He says that inerrancy/infallibility was “solifidied” in the past 200 years and in America, and then says “So it is rather new.”
I call bs: you can find lots of older statements about the bible being without error and so on. It might have “solidified” recently, but it’s old.
Can you give some references? I’m sure they exist.
I’ve often seen this letter from Augustine being given as an example:
“..the canonical books of Scripture: of these alone do I most firmly believe that the authors were completely free from error. And if in these writings I am perplexed by anything which appears to me opposed to truth, I do not hesitate to suppose that either themanuscript is faulty, or the translator has not caught the meaning of what was said, or I myself have failed to understand it.” (http://www.newadvent.org/fathers/1102082.htm)
I’m sure one can debate to what extent Augustine was an inerrantist in the same way as modern fundies, but the idea that the bible is a collection of “magical book that can’t be wrong” surely is not a modern phenomenon.
Thanks for that.

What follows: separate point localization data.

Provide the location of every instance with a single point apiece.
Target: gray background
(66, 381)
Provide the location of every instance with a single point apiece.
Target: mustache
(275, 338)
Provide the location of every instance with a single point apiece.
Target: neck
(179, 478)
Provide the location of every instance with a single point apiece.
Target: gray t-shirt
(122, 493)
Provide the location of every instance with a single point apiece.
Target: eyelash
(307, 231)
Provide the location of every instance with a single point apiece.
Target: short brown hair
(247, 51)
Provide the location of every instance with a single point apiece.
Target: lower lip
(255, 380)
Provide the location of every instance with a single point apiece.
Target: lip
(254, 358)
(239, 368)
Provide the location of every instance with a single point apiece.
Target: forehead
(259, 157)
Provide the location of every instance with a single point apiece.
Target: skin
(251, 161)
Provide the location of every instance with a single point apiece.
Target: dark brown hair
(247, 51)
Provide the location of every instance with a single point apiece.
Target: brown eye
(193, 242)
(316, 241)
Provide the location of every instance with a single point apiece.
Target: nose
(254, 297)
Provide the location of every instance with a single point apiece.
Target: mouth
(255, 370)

I think a key difference is that the earlier interpreters were willing and at times eager to approach the text in a non-literal/spiritual/allegorical manner. And so the text might be “without error” but it was not then insisted that its meaning was historical or scientific in character.
Then we’re dealing with two groups of “inerrantists”, but they differ on how much of the bible should be interpreted literally/allegorically.
Matthew’s assertion is still wrong.
Well, “inerrancy” is a technical term in modern conservative Evangelicalism, and so he is correct inasmuch as he is referring to that phenomenon. Saying that the Bible is “inerrant” while approaching it in a manner that lets reason be used to figure out what is an error and then avoid any interpretation that would involve such error is rather different than what you find among modern fundamentalists.
Well, it’s very debatable to what extent this has changed.
But the difference here seems to be very minimal. Many or most pre-modern Christians still thought that if the bible *correctly interpreted* said that X is true, then X can’t be wrong. That’s so close to the modern “technical term” that claiming that inerrancy is new feels just like propaganda from liberal Christians: they want to say that the fundies are the innovators, that the liberals are the real deal.
Well, it is often the case that what seem like major changes from the perspective of insiders seem like minor tweaks to those outside of that broad tradition.
Did you declare today “stir the pot” day or something?
You’ve seem to have (very suspiciously) left out liberal Christians from your targets, so I’ll tweak their nose for you:
Liberal Christianity is primarily a way of feeling better about yourself and ultimately has very little of value to offer the world. It mostly consists of a cycle of causing guilt and then providing guilt relief mechanisms that are usually either totally unrelated to the problem or impotent to challenge the underlying power structures.
That should totally be an official day!
What you describe is certainly a potential pitfall for Liberal Christianity. I think Martin Luther King Jr. provides a great illustration of both the potential for Liberal Christianity to be something far greater and more powerful, but also to be something impotent, when one listens to his criticisms of other Liberal Christians in his own time and context.
Thanks for stirring the pot!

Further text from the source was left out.